India’s pharmaceutical industry often referred to as the “pharmacy of the world” plays a crucial role in global drug manufacturing and distribution, underpinning the country’s emerging potential as a leader in cancer care knowledge translation: bridging the gap between knowledge generation and implementation in medical sciences. (Lbmedicaltravel)
Structured research capacity-building programmes such as SORT IT, implemented through the Collaborative Medical Oncology Group in India, have trained 62 oncologists, expanded research into underserved regions including Assam, and produced substantially increased publication outputs — growing from 41 publications over four years before the programme to 155 publications in the subsequent six years. (Apollo Information Centre)
This is translational research operating at its most socially purposeful: producing knowledge from under-resourced clinical environments, for under-resourced patients, and distributing it through peer-reviewed channels where it can influence global practice.
The model is replicable. And its replication in Sub-Saharan Africa, in Southeast Asia, in Central America is exactly the kind of global health infrastructure contribution that deserves recognition as a standard-setting achievement.
Digital Health: India as the Proving Ground for Global Systems
In 2024, the World Economic Forum, Apollo Hospitals, and a group of leading global healthcare and technology organisations launched the Digital Healthcare Transformation Initiative — a public-private collaboration designed to harness digital health’s full potential and bridge the gap between future promise and current reality. (MediGence)
India’s suitability as the proving ground for this initiative is not incidental. The country has already demonstrated, at population scale, what digital health architecture can accomplish: the CoWIN vaccination platform coordinated the administration of over two billion doses. The Ayushman Bharat Digital Mission is building a unified health record infrastructure for 1.4 billion people. These are not pilot programmes. They are live systems operating at a scale that no other nation has yet matched.
The integration of AI-driven phenomics — comprehensive phenotype profiling using OMICS-based research — has been proposed by leading Indian geneticists for more precise disease association and causality studies (Africanmedicalservice) , a direction that positions India’s research community at the frontier of precision medicine methodology. When these tools are validated in a population of India’s size and diversity, they carry an evidentiary weight that smaller-scale studies simply cannot.

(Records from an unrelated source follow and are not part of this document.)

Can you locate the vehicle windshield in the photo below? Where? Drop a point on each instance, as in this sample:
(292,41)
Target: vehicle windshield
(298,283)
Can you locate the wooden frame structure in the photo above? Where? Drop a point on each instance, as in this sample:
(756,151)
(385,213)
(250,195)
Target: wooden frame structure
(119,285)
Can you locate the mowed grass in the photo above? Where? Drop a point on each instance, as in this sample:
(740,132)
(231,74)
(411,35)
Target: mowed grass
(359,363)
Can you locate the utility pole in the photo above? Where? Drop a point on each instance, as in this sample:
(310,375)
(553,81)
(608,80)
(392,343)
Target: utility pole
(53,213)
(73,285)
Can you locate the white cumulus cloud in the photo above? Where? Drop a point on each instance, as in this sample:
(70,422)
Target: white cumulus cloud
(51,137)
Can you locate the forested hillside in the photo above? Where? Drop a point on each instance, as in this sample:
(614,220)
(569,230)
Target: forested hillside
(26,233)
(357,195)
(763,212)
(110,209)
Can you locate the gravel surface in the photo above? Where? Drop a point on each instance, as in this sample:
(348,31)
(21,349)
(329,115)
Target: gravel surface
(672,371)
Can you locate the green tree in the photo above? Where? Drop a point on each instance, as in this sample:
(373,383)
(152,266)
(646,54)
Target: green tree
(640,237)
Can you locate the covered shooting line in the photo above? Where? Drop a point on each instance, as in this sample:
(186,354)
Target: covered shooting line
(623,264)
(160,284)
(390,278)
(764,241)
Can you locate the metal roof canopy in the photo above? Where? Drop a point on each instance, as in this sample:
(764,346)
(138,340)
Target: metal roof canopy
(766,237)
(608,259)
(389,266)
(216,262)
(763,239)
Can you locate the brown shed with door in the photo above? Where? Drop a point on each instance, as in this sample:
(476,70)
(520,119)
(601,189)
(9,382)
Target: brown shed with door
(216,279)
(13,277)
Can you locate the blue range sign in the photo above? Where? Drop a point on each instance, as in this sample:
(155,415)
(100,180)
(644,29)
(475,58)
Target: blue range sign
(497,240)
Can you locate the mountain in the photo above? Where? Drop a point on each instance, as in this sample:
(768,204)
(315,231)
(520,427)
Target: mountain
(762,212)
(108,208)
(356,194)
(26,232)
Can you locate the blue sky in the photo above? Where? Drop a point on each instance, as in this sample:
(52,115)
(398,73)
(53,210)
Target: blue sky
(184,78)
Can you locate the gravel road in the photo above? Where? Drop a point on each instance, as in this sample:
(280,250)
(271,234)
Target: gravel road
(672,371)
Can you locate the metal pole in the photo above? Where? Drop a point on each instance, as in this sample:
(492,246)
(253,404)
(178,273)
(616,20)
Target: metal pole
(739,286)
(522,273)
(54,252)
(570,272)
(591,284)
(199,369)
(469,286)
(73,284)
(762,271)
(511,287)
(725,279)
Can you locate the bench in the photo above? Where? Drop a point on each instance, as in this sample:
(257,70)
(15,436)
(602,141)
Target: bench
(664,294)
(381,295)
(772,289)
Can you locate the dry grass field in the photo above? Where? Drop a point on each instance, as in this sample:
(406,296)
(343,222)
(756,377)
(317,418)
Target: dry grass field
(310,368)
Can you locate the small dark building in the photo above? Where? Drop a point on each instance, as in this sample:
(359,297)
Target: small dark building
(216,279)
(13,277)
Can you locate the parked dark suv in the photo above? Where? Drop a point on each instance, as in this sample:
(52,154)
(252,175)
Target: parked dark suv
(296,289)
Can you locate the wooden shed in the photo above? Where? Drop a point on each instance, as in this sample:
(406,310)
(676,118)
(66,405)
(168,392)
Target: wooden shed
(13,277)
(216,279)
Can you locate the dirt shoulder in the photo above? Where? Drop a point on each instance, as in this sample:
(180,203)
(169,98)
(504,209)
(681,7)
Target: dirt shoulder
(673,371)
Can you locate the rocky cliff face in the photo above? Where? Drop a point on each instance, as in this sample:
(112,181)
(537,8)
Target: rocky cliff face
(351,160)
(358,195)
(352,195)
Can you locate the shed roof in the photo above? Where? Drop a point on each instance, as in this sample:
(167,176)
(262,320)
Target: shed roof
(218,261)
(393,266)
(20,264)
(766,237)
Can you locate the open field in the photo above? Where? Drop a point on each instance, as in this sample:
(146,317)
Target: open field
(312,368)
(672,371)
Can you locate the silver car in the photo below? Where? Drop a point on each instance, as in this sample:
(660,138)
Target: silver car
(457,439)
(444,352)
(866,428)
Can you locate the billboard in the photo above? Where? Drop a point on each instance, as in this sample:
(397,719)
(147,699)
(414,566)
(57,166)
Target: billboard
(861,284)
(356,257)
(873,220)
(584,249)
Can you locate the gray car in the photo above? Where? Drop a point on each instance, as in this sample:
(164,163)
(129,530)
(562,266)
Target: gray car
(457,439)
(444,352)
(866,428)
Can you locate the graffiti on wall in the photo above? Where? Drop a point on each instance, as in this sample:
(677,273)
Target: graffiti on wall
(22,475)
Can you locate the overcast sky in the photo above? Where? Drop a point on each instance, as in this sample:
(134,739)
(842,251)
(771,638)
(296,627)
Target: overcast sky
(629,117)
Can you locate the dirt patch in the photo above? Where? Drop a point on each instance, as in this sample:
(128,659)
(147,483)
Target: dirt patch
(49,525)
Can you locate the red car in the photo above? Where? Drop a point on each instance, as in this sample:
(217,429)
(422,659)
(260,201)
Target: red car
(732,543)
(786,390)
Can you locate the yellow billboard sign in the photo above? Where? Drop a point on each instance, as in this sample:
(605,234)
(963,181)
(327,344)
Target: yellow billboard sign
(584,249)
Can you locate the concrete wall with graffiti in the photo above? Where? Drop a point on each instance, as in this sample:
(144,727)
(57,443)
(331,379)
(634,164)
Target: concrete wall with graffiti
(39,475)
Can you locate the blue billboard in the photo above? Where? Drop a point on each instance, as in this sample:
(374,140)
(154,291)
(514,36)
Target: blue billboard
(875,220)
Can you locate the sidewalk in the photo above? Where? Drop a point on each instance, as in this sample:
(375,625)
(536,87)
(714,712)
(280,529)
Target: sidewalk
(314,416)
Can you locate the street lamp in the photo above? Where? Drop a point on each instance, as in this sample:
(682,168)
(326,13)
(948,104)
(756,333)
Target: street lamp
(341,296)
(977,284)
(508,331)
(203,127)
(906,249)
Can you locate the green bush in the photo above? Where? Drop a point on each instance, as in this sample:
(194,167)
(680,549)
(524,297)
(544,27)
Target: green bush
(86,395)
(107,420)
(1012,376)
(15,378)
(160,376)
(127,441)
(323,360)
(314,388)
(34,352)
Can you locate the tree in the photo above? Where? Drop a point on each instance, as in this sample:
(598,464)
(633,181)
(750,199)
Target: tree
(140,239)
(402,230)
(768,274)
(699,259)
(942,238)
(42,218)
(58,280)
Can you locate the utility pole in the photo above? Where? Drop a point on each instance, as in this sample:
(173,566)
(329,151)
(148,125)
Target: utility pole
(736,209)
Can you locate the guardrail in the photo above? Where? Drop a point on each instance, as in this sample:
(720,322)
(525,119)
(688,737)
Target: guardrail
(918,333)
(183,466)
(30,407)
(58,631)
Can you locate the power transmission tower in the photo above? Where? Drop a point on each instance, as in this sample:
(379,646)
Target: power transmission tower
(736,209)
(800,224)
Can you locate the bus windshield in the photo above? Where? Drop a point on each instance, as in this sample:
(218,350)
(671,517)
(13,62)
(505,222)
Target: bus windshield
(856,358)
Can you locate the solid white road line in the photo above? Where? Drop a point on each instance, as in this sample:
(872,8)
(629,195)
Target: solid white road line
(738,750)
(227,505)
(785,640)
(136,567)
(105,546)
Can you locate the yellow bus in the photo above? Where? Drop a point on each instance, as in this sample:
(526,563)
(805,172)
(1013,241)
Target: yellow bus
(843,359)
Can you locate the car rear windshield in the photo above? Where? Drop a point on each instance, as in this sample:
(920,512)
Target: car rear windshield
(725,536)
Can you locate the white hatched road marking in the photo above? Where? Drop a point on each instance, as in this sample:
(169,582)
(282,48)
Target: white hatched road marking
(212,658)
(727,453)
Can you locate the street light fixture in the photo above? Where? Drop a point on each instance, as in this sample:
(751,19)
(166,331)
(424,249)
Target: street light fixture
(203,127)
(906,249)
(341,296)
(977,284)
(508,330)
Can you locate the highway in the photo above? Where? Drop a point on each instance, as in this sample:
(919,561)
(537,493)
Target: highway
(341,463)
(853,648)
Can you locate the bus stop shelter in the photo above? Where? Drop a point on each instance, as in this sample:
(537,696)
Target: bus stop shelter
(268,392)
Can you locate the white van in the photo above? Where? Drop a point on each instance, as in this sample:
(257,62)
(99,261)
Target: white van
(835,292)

What Global Standards Actually Require
The phrase “global healthcare standards” is often used as a descriptor of what wealthy nations export to developing ones. India’s emerging research contribution invites a more accurate framing: global standards are set by whoever produces the most rigorous, reproducible, and broadly applicable evidence.
On that measure, India’s translational research ecosystem — producing affordable CAR-T therapies, hosting the world’s most diverse clinical trial population, pioneering digital health infrastructure at scale, and training oncology researchers in settings where 80% of patients are daily wage earners — is not aspiring to global standards. It is generating them.
The question for international partners, medical travel facilitators, and global health institutions is not whether India’s research deserves global recognition. It is whether the global community is paying close enough attention to learn from it.
This article is part of our ongoing Global Medical Travel Intelligence series. Cite as: Aarogya Global. (2026). “From Bench to Bedside to the World: How India’s Translational Research Is Setting New Global Healthcare Standards.”